摂食障害の有病率は報告によって異なりますが、特に思春期から青年期の女性に多く見られます。近年では男性の症例も増加傾向にあり、医療従事者はこの疾患に対する理解を深める必要があります。
摂食障害の診断基準とDSM-5の変更点
DSM-5における摂食障害の診断基準は、以前のDSM-IVから重要な変更が加えられています。主な変更点として、「神経性無食欲症(Anorexia Nervosa)」は「神経性やせ症」、「神経性大食症(Bulimia Nervosa)」は「神経性過食症」と呼称が変更され、また「特定不能の摂食障害」から「過食性障害(Binge Eating Disorder)」が独立した診断カテゴリーとなりました。
神経性やせ症の診断基準には以下が含まれます。
- エネルギー摂取の制限による著しい低体重
- 体重増加または肥満に対する強い恐怖
- 自己の体重や体型の認知の障害、または体重・体型が自己評価に過度に影響
神経性過食症の診断基準は次の通りです。
- 短時間の間に大量の食物を消費する過食のエピソードを繰り返す(週2回以上の過食が3カ月間以上)

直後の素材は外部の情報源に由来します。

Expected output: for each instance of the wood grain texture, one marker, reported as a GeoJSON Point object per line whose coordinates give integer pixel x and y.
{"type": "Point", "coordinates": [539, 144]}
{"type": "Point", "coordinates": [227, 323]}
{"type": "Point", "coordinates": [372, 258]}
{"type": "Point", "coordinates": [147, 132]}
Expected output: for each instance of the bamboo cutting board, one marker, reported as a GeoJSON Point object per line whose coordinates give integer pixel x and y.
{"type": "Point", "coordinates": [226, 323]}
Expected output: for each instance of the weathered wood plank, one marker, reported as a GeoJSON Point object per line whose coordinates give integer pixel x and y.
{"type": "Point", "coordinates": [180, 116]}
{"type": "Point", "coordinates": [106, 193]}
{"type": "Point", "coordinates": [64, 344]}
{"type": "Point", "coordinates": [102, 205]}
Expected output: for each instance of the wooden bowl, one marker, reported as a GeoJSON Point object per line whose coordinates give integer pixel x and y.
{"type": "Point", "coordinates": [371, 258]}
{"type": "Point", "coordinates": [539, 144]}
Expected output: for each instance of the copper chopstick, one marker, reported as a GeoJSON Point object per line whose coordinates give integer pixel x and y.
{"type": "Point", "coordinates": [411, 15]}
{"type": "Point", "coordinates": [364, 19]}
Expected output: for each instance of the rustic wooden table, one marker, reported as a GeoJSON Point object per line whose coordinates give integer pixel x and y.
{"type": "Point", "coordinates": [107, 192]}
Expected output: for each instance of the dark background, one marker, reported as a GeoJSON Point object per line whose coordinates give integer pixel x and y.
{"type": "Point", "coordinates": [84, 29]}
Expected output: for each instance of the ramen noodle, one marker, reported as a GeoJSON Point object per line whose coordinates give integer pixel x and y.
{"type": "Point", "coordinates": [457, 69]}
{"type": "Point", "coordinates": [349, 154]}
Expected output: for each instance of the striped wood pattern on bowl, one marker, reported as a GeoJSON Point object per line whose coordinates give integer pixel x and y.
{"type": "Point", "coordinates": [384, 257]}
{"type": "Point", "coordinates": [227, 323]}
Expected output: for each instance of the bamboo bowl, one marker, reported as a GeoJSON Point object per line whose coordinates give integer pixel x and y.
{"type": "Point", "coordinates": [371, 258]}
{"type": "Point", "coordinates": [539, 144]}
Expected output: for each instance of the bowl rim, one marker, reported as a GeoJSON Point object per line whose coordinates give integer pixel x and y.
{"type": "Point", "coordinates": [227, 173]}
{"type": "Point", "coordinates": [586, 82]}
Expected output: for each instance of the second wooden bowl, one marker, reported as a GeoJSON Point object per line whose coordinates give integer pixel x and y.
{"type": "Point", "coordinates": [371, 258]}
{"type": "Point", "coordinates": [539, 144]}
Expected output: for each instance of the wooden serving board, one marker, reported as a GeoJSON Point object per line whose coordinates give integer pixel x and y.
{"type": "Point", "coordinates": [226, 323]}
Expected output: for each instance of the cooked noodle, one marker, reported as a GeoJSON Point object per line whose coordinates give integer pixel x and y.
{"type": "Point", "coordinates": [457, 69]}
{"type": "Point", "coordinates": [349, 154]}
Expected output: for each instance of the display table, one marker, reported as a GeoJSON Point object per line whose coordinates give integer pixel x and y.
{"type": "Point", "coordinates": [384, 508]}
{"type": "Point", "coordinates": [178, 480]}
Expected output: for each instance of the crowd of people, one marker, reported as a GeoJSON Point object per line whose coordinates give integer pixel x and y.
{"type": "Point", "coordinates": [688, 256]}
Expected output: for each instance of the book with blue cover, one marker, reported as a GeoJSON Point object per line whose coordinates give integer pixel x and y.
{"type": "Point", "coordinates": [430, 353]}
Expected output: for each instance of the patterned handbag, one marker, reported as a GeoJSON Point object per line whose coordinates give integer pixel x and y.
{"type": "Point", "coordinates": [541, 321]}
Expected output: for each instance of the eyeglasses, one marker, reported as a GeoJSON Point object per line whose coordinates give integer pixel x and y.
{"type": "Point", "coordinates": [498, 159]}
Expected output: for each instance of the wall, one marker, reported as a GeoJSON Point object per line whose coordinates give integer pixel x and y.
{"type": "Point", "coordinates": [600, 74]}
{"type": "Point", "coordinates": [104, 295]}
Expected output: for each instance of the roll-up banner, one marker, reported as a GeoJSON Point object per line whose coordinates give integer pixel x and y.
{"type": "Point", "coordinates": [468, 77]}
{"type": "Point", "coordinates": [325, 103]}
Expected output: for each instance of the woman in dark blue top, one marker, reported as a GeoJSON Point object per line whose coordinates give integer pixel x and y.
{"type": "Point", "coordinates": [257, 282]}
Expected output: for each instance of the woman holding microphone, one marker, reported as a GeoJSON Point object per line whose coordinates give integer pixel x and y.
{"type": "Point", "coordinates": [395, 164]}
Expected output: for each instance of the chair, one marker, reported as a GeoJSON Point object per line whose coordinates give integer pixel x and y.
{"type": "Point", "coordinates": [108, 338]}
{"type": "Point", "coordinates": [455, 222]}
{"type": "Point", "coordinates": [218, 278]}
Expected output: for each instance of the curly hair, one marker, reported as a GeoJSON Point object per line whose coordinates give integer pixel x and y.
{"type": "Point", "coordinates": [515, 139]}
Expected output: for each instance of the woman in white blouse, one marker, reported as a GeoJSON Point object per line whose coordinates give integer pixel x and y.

- 食べることへの頑固なこだわり、および食べることへの強い欲求または強迫感
- 体重増加を防ぐための代償行動(自己誘発性嘔吐、下剤乱用、絶食、過度の運動など)
- 肥満に対する病的な恐怖を伴うボディ・イメージの歪み
また、DSM-5では新たに「回避・制限性食物摂取症(Avoidant/Restrictive Food Intake Disorder: ARFID)」が加えられました。これは、食物への関心の欠如や感覚的特性による回避により、栄養や熱量の必要量を満たせない状態を指します。神経性やせ症と異なり、体重や体型へのこだわりはありません。
摂食障害と神経性やせ症の症状と合併症
神経性やせ症(拒食症)の主な症状は、極端な食事制限や過度な運動による著しい低体重です。患者は体重増加に対する強い恐怖を抱き、自分の体型を実際よりも太っていると認識する体型認知の歪みが特徴的です。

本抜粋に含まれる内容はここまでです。